You see, I am not a particularly smart man, nor a particularly smart mechanic, but I have this invisible friend that knows everything.
So about a week later, a block of time becomes available, and I push that monster back into my stall. I start it up and look at that stinking stoopid strobe, again.
Out of the blue,
a thought comes to me; I know a little about electricity, so I wondered, could a reverse-polarity pick-up cause this? So I look on the paperwork, and see that one of those other shops must have already thought of this, cuz sure enough, it's been changed.
So I went back to my boss, and told him what I was thinking. After a short conversation, I got the go-ahead. So I cut those brand new pick-up wires and spliced them back up, and hit the key. Badaboom! Just like new. Except the base timing was out-to-lunch. No problem; that I know how to fix. So then, after all is said and done, we have one very happy customer.
And I sit down and have a little one-on-one time with Jesus.
Ok, back to my roadside problem.
I remembered that experience and promptly reversed my pick-up wires. With same success, and same out-to-lunch base timing. So I wind the D back into place (remember I had noticed the change earlier), and BadaBoom!, she's back in action.
Now, as it turns out, the pick-ups are directional!
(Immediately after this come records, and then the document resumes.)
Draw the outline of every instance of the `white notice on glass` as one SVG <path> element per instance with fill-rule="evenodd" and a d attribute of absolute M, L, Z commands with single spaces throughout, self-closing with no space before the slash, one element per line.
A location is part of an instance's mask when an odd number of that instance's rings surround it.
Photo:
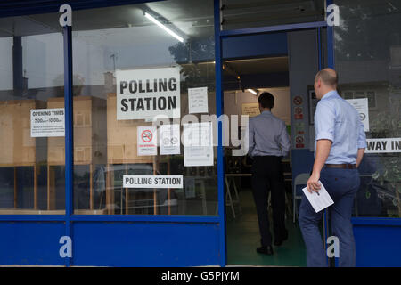
<path fill-rule="evenodd" d="M 305 196 L 307 196 L 307 200 L 312 205 L 316 213 L 334 204 L 334 201 L 331 200 L 331 197 L 330 197 L 322 182 L 319 181 L 319 183 L 321 187 L 319 190 L 319 193 L 316 193 L 314 191 L 312 191 L 312 193 L 309 193 L 307 187 L 302 189 Z"/>
<path fill-rule="evenodd" d="M 159 127 L 160 154 L 180 154 L 180 125 L 161 125 Z"/>
<path fill-rule="evenodd" d="M 30 136 L 64 136 L 64 108 L 32 109 L 30 110 Z"/>
<path fill-rule="evenodd" d="M 208 113 L 208 87 L 188 88 L 188 110 L 190 114 Z"/>
<path fill-rule="evenodd" d="M 183 141 L 184 167 L 213 166 L 211 123 L 184 124 Z"/>

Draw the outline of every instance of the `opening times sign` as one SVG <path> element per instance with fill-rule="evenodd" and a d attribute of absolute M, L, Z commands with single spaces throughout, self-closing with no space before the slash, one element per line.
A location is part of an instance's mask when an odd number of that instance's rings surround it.
<path fill-rule="evenodd" d="M 32 109 L 30 110 L 30 136 L 64 136 L 64 108 Z"/>
<path fill-rule="evenodd" d="M 178 68 L 116 70 L 117 119 L 179 118 Z"/>

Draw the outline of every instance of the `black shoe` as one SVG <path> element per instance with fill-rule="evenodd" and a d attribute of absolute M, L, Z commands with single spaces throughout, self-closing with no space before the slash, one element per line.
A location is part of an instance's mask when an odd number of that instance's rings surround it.
<path fill-rule="evenodd" d="M 281 239 L 276 239 L 274 240 L 274 246 L 280 247 L 284 240 L 287 240 L 287 239 L 288 239 L 288 231 L 285 230 L 284 234 L 282 235 L 282 237 Z"/>
<path fill-rule="evenodd" d="M 273 255 L 273 248 L 272 246 L 260 247 L 257 248 L 258 253 L 262 253 L 264 255 L 271 256 Z"/>

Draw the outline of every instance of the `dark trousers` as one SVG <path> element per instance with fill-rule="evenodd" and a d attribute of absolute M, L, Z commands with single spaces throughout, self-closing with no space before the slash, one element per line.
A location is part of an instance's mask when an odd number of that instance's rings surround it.
<path fill-rule="evenodd" d="M 252 193 L 255 200 L 261 245 L 270 246 L 272 235 L 268 216 L 268 194 L 271 192 L 273 230 L 274 239 L 282 239 L 285 229 L 285 185 L 281 158 L 274 156 L 254 157 L 252 165 Z"/>
<path fill-rule="evenodd" d="M 323 168 L 320 181 L 334 201 L 328 212 L 331 220 L 332 235 L 338 237 L 340 241 L 339 265 L 353 267 L 356 265 L 356 251 L 351 215 L 355 195 L 360 183 L 359 173 L 356 169 Z M 315 212 L 305 194 L 302 195 L 299 222 L 307 246 L 307 266 L 328 265 L 319 230 L 323 212 Z"/>

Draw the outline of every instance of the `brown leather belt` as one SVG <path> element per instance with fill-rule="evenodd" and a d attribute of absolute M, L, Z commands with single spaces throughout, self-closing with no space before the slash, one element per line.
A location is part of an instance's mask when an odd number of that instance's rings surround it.
<path fill-rule="evenodd" d="M 356 169 L 356 164 L 325 164 L 327 168 Z"/>

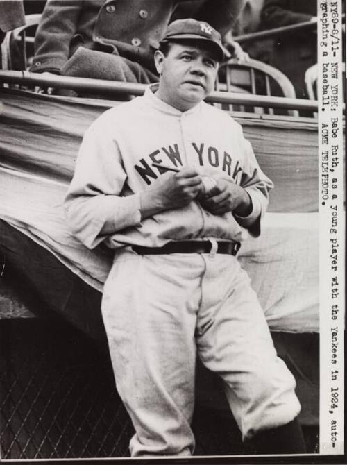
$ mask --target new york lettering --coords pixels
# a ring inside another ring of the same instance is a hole
[[[232,157],[226,151],[219,151],[216,147],[206,146],[203,143],[198,145],[195,142],[192,142],[192,145],[201,167],[211,166],[214,168],[220,167],[222,171],[230,176],[235,183],[237,183],[242,174],[242,168],[240,167],[239,160],[234,160]],[[174,166],[176,168],[182,167],[183,164],[178,144],[158,149],[146,157],[141,158],[138,164],[134,165],[134,168],[149,185],[158,178],[158,175],[167,171],[164,168],[162,169],[160,167],[152,167],[152,163],[162,163],[163,165],[169,163],[170,166]]]

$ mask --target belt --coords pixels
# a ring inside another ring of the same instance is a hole
[[[216,253],[236,255],[241,244],[236,242],[217,242]],[[143,247],[132,246],[133,250],[141,255],[162,255],[167,253],[210,253],[212,248],[211,241],[178,241],[168,242],[162,247]]]

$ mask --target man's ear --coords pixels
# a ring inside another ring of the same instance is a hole
[[[155,52],[154,53],[154,62],[155,64],[155,68],[158,74],[162,74],[162,63],[164,58],[165,56],[162,51],[160,51],[160,50],[155,50]]]

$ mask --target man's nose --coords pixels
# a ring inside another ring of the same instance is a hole
[[[203,63],[201,60],[196,60],[193,62],[190,71],[192,73],[198,74],[198,76],[204,76],[206,72]]]

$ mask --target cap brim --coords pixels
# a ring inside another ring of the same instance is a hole
[[[208,37],[204,37],[201,35],[197,35],[196,34],[173,34],[172,35],[169,35],[162,40],[160,41],[160,44],[164,44],[165,42],[170,42],[170,40],[205,40],[208,42],[211,45],[213,45],[216,51],[219,53],[219,61],[223,61],[228,56],[228,52],[222,45],[219,45],[214,40],[211,40]]]

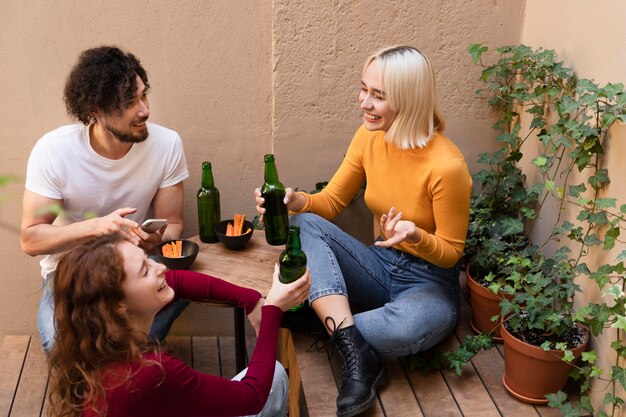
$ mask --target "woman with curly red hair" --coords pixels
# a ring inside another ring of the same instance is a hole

If you compare pick-ups between those designed for CW rotation like is in the SBMs, and those designed for CCW rotation, like in 440s, and I think slantys, you will find the wire colors are different, and that is how I recognize them now.
As I recall,
the pick-ups for SBMs have one Orange and One violet wire, Not sure.
and the others have one gray and one black, IIRC. I mean it's been ~20 years since I looked at mine, so don't quote me on the colors.
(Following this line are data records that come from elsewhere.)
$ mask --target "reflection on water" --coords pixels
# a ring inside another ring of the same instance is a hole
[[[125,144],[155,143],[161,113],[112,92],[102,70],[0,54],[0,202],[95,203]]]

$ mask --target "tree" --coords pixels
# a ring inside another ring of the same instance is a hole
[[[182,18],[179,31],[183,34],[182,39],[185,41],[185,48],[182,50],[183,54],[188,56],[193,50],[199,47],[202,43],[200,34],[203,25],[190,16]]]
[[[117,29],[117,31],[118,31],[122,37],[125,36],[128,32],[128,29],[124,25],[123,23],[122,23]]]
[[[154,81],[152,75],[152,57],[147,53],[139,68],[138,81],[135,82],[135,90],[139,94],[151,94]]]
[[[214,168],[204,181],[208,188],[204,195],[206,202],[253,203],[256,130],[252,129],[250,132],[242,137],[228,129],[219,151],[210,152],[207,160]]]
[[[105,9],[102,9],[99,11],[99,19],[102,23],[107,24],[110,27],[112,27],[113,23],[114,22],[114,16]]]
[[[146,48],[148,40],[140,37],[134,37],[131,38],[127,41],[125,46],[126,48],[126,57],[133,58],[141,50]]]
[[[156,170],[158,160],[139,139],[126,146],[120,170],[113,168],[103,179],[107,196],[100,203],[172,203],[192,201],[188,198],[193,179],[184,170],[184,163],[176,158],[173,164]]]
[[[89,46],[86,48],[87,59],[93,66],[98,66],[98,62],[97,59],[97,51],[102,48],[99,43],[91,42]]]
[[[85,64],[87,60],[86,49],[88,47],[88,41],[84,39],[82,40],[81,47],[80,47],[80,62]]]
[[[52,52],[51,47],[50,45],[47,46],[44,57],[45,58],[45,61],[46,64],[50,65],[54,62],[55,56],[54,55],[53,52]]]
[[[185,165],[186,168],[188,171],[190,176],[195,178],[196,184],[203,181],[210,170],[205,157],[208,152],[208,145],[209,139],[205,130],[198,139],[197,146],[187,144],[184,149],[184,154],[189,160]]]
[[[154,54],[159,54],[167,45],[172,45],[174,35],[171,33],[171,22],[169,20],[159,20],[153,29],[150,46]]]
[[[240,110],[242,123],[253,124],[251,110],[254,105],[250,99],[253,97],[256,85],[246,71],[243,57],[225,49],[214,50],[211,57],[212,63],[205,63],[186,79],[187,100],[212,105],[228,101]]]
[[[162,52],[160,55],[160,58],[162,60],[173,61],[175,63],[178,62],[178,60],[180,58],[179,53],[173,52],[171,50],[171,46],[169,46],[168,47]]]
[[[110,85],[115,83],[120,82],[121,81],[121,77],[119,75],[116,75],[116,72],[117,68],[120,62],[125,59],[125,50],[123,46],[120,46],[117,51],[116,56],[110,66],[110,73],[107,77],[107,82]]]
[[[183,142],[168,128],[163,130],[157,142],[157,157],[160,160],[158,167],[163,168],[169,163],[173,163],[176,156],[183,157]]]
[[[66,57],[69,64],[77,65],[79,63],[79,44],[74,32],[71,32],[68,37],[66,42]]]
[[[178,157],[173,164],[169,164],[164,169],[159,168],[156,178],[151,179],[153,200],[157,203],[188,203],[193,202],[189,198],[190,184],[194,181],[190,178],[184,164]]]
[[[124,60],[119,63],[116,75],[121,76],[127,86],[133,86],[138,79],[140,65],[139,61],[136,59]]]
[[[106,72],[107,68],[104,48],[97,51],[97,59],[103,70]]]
Okso I just remembered how this works; this is how it was explained to me.
When a vane of the reluctor passes by the magnetic pole-piece, it generates a tiny voltage that increases and then decreases, as the vane passes by. The amp senses that, and converts it into a on-off signal, then amplifies it up into something that the coil can work with. Well, that's how it is supposed to work.
But if the pick-up has been installed with reverse polarity, then it does not signal the amp properly. Instead of the amp triggering on the rising side of the voltage, it triggers on the falling side. Of course the amp knows nothing about that and at idle dutifully fires the coil . But as soon as you rev it up, the pick-up-signal goes into a tizzy, and the amp just keeps on doing what amps do, which the timing-lite sees as random firings, and the engine responds to be running stoopid.
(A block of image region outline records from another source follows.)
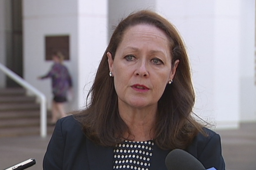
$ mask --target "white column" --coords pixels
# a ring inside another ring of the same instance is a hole
[[[0,1],[0,63],[5,65],[5,33],[6,30],[6,24],[7,14],[9,9],[6,7],[6,4],[9,3],[9,1],[6,2],[6,1]],[[5,87],[5,76],[3,73],[0,70],[0,88]]]
[[[78,0],[78,99],[85,106],[99,62],[107,46],[107,1]]]
[[[256,121],[256,58],[255,1],[241,0],[241,50],[239,79],[240,85],[240,118],[241,121]]]

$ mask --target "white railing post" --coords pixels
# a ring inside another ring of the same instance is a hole
[[[1,63],[0,70],[24,88],[32,92],[40,99],[40,134],[41,137],[46,137],[47,135],[47,114],[45,96]]]

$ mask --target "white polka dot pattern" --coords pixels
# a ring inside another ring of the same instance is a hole
[[[153,146],[152,141],[125,141],[114,149],[114,169],[149,170]]]

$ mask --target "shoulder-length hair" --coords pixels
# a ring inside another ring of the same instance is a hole
[[[95,143],[114,146],[124,139],[127,125],[118,112],[118,96],[110,71],[107,53],[113,60],[117,49],[128,28],[139,24],[154,26],[163,31],[169,39],[172,65],[179,60],[171,85],[167,85],[158,101],[158,114],[153,127],[155,143],[163,149],[185,149],[191,143],[202,126],[192,116],[195,94],[190,68],[182,38],[172,24],[154,12],[147,10],[132,13],[121,21],[115,30],[98,69],[94,82],[87,96],[90,100],[87,108],[75,118],[81,124],[87,137]],[[130,134],[130,135],[131,135]]]

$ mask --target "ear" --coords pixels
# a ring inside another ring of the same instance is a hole
[[[173,77],[174,77],[174,75],[175,75],[175,73],[176,72],[176,69],[177,69],[177,67],[178,67],[178,65],[179,64],[179,62],[180,60],[177,60],[174,62],[174,64],[173,64],[173,66],[172,68],[171,74],[170,74],[170,79],[169,80],[172,81],[173,79]]]
[[[112,75],[114,75],[113,73],[113,61],[112,58],[112,54],[108,52],[107,52],[107,62],[108,63],[108,67],[110,71],[112,72]]]

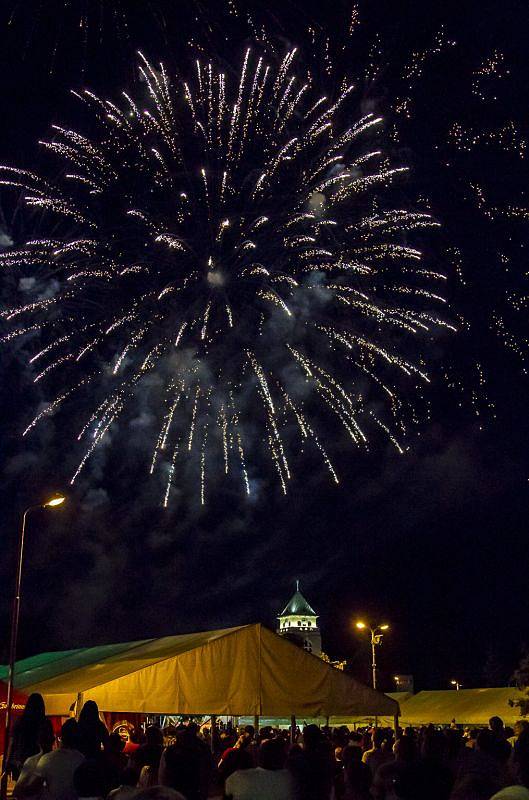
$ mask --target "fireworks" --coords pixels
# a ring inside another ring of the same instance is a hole
[[[43,142],[60,180],[1,168],[46,230],[2,266],[53,283],[3,312],[5,339],[39,329],[34,381],[54,392],[24,434],[86,409],[72,482],[145,393],[165,505],[182,459],[204,503],[220,472],[250,492],[261,445],[284,492],[309,447],[338,482],[338,427],[404,449],[402,397],[451,327],[420,249],[438,223],[395,207],[406,166],[385,155],[383,120],[354,118],[351,85],[323,96],[294,63],[248,50],[237,81],[200,61],[173,81],[141,56],[141,101],[74,93],[94,132],[55,126]]]

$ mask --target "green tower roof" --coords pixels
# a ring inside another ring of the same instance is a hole
[[[318,616],[299,591],[299,581],[296,581],[296,591],[279,616],[289,617],[291,614],[308,617]]]

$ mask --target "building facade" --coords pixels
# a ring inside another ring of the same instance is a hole
[[[296,581],[296,591],[278,616],[277,633],[299,642],[303,649],[321,656],[321,633],[318,615],[303,597]]]

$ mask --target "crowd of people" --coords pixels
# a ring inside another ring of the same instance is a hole
[[[17,721],[16,800],[529,800],[529,722],[512,730],[307,725],[235,730],[194,722],[109,732],[93,701],[55,737],[40,695]],[[57,739],[57,740],[56,740]]]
That's how it was explained to me; or something like it.
The proof of reverse polarity is your random strobing/extra strobes/and missing strobes. If you don't have that, then you don't have a reversed polarity pick-up.
If you do, then either replace the pick-up with a proper one or do what I did; cut and splice.
Ok so now that you know this, make sure the spare in your glovebox is coded the same as what works under the hood. Nothing is quite as exciting as being 500 miles from home, and you got this stoopid-running engine to deal with.